The sub total is just there because of how my software works. So for $390 they would get plowing up to 4in, salt and about 350ft of sidewalk done.


----------



## ktfbgb

jonny72888 said:


> Less than 200 isn't worth it. I can make more doing driveways in the same time.


That's actually really good. If you can make $400 an hour on residential driveways then I would stay with that. I guess it's even more than that as you said you can make more than $200 in a half hour on the resis. Stick with what's making all that moneyThumbs Up


----------



## jonny72888

I'm averaging $200 per hour for residental.
Im guessing that lots going to take a hour to do. Plow and shovel 2 20ft walkways.


----------



## ktfbgb

That lot would take me 30 min or less. From the picture it's a dream lot unless there is something I'm not seeing. It's almost 100% windrowing, at least that's how we would do it here. I didn't see the walks so they are probably hidden by the trees in the pic. If they are 5 foot wide and there is only 40 feet of them that will only take 5min with a pusher shovel. Push it into the lot, windrow everything to the non building side depending on what section of the lot you are in and that's it.


----------



## ktfbgb

Also you said that the pavement is brand new so you should be able to get a great scrape at a higher speed without worry of damage to the truck or plow.


----------



## jonny72888

Blue is 6ft fence
Orange is where they want the snow 
Red is walkways (only the back building is included in the plow price) 
Purple are the street entrances


----------



## ktfbgb

Ok with that description then the hour to do the property is more likely then. It didn't look like there were that many walks in the image. As for plowing the orange areas are where I would put it except for where the fence is. I would ask if you could windrow that long push up against the fence. If not then a V plow is gonna be your best friend to carry all that snow to the end.


----------



## leigh

Don't forget where you are-"taxachusett's"! You got to price for your area.I'm sure somewhere that would be a 100$ lot,not in your area though. How bad do you want job? If you really want it,lower your #'s.But be carefull,that's a slippery slope.You can turn yourself into a desperate perpetual lowballer who never sees a profit.In your area you can bid jobs at a rate of 200$ an hour including 1/2 your travel time to jobsite,45$ per hour for sidewalks.Know your costs and stick to them.Also you mentioned you can make 200$ an hour doing driveways.Just remember that many times your sitting home while the commercial guys are plowing and salting a 1/2" event.


----------



## Mark Oomkes

Defcon 5 said:


> That would go for less than half that here...

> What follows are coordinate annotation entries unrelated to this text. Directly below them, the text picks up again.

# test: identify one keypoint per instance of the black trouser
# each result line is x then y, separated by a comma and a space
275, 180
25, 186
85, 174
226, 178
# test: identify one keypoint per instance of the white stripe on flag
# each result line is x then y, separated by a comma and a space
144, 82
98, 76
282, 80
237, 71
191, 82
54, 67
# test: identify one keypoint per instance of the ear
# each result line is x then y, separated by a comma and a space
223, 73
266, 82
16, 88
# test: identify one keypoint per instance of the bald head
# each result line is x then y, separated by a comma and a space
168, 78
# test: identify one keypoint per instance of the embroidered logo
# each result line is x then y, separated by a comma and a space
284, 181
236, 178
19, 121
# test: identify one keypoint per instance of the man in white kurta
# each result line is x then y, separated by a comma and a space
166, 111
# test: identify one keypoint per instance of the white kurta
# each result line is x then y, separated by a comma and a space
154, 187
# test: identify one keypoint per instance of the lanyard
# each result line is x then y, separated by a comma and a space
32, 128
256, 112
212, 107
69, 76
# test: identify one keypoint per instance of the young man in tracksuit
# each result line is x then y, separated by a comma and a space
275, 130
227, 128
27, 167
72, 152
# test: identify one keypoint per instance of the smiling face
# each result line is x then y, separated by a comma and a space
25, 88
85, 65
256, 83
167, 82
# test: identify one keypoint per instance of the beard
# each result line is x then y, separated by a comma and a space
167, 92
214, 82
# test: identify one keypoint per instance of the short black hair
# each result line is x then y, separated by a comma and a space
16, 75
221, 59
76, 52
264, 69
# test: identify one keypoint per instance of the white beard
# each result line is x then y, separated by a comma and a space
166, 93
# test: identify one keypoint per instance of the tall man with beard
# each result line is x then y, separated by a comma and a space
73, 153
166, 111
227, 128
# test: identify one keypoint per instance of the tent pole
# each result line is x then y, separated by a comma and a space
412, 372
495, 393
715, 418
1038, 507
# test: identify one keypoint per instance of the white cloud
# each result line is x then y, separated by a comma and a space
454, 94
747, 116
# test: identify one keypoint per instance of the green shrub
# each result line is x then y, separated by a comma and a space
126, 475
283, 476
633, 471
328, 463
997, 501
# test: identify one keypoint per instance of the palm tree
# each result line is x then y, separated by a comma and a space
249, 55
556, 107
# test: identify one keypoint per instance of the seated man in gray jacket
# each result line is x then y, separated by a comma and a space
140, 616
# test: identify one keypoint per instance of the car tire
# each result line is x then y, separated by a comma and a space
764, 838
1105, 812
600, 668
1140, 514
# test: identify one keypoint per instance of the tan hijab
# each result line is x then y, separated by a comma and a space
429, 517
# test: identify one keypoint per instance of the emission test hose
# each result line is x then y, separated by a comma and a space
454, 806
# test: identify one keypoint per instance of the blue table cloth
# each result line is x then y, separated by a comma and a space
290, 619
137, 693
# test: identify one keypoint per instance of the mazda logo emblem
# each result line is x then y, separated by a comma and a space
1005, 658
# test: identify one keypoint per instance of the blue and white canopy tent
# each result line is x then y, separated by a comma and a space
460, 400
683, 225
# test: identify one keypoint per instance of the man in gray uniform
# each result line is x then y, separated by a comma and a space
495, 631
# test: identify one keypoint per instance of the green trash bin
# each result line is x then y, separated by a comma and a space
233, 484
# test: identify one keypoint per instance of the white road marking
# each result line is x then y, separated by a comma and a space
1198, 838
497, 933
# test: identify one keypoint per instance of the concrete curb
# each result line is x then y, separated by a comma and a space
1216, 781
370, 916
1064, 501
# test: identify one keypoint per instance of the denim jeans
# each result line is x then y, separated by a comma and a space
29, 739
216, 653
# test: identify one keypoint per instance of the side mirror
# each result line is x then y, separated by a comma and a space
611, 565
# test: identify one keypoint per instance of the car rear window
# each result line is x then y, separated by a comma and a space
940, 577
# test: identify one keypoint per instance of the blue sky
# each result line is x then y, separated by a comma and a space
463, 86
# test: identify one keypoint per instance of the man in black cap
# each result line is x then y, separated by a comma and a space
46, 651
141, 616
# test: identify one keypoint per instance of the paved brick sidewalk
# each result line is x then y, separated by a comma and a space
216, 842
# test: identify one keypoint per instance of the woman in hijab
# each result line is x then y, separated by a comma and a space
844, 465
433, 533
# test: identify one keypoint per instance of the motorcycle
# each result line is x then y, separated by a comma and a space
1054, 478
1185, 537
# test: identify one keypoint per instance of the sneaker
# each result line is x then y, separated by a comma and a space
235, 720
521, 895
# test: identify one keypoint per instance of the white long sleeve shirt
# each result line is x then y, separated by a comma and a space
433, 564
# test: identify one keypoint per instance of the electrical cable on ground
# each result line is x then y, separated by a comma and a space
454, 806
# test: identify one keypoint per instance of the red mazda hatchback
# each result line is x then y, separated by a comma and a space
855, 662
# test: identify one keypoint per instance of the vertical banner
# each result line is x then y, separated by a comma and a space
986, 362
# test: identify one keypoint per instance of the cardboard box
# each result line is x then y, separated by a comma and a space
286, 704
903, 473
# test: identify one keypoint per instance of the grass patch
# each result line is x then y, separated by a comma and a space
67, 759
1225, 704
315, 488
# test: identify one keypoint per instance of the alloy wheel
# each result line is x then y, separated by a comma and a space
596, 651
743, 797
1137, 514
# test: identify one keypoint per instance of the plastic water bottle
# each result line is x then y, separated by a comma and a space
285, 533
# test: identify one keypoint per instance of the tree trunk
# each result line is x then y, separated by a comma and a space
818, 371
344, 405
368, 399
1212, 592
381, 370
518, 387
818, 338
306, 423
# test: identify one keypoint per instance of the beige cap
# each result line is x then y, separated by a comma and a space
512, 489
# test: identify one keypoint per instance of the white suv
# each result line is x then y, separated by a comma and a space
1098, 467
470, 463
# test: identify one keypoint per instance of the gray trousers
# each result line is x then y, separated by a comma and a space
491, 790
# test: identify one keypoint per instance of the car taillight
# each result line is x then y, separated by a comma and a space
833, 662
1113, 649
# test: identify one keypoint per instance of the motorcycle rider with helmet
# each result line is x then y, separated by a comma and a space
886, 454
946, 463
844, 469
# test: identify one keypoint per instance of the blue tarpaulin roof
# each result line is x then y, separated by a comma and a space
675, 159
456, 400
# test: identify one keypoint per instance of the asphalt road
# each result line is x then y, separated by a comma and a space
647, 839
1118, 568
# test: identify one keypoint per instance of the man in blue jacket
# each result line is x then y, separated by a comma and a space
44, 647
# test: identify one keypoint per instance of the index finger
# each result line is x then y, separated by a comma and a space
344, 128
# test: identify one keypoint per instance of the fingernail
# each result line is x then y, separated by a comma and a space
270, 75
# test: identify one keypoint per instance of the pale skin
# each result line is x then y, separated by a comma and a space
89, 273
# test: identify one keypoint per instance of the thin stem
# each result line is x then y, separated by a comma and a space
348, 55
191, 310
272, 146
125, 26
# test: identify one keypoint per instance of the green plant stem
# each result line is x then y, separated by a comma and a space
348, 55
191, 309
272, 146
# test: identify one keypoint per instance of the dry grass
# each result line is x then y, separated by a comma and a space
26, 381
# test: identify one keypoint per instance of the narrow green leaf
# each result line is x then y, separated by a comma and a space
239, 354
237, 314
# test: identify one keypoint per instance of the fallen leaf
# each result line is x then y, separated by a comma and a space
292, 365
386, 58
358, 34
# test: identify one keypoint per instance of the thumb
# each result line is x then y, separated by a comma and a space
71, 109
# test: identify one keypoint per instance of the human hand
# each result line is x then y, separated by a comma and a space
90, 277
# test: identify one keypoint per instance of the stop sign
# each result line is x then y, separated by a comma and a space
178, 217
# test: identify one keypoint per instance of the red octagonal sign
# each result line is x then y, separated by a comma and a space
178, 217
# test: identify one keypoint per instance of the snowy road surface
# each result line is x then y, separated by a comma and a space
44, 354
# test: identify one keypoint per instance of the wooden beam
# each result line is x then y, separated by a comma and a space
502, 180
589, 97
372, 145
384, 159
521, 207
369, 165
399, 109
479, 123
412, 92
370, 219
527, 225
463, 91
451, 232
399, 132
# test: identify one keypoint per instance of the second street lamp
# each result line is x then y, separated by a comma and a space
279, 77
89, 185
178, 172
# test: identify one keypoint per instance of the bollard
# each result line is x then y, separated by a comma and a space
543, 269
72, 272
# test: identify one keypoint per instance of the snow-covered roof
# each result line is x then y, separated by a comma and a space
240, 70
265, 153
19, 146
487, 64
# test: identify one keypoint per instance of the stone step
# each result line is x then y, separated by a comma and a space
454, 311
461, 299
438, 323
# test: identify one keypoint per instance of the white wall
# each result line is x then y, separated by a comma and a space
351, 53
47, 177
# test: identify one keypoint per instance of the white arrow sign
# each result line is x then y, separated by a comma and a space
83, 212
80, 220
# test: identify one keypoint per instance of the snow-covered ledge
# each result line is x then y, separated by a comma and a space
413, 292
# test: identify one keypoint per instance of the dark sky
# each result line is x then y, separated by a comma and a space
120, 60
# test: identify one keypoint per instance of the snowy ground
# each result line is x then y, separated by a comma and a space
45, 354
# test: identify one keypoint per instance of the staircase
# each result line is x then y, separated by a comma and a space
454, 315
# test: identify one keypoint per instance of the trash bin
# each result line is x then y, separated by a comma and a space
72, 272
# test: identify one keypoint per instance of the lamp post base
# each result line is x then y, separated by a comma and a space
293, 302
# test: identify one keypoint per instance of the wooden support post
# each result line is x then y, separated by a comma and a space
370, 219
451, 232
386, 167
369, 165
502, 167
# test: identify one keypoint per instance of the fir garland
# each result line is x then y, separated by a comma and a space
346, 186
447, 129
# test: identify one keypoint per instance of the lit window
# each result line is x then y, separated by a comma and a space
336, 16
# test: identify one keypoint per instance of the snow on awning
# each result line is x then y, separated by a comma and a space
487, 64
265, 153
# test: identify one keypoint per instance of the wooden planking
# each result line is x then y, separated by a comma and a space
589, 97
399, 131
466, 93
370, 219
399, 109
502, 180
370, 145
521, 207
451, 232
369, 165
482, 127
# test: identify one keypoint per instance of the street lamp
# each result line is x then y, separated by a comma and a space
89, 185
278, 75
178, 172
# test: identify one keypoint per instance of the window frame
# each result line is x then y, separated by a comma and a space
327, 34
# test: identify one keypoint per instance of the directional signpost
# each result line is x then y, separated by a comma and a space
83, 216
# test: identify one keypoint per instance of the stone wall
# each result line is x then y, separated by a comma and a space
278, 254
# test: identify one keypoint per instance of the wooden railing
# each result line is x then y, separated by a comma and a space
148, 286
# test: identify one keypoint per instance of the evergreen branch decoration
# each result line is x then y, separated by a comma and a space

It would go for aboot 1/4 of that here\hear.

PS And I could still make money at that. That lot is no more than a half hour to plow.


----------



## jonny72888

ktfbgb said:


> Ok with that description then the hour to do the property is more likely then. It didn't look like there were that many walks in the image. As for plowing the orange areas are where I would put it except for where the fence is. I would ask if you could windrow that long push up against the fence. If not then a V plow is gonna be your best friend to carry all that snow to the end.


I have a xv2 on a f350 6.7 so it should be fine. 
I figure it's a hour to do the back walks and plow the lot. The front walks are going to be a hour themselves. 
I'm getting prices all over the map for sanding. $90-$300.


----------